My partner’s been the same, our entire relationship. Not once does she ever ask me what I’m writing (etc. – this applies to whatever I’m doing), or take an interest, or come over and want a brief peek, or examine it in her own time.

When I quiz her on this she says “oh, I don’t want to be nosy! I’m not a nosy person like you!” (she’s secretive in her own behaviour, and hates being quizzed or checked on, and can’t make the empathetic connection to know I’m not like her)

This might be partially true, that she doesn’t want to ‘intrude’, but to that dogmatic level… this level of disinterest… this level of sheer indifference. Nah. It’s not just politeness or reserve. She genuinely isn’t very interested in my achievements and creativity.
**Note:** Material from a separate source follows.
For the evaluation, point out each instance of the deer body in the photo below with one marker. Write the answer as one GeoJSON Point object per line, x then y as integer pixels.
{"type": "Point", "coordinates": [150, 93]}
I think that’s closer to the truth.

I’ve begged her to read bits before, to fill her in, which I think would make all the difference, but my requests consistently fall on deaf ears due to “I don’t like reading” and “it’s too long…” and “but why do I need to know?”, etc. Then again, given that nothing I say in speech makes a difference – she fundamentally doesn’t get me – I’m probably kidding myself that somehow she’d experience an unforeseen revelation just by ‘learning’ (as if!) my life history. Some people go their whole lives having never assimilated anything new. Dead souls indeed. An inhuman level of abyssal stubbornness on that… as if they have no mind-space for another.

I bet my favourite aunt from childhood hasn’t read the book I sent her either. My father has a PDF copy of Consumption. That will never be opened. He’ll just be “too busy” as a retired pensioner ,and “yes, yes, I get the gist” and whatever lame excuse he thinks up next.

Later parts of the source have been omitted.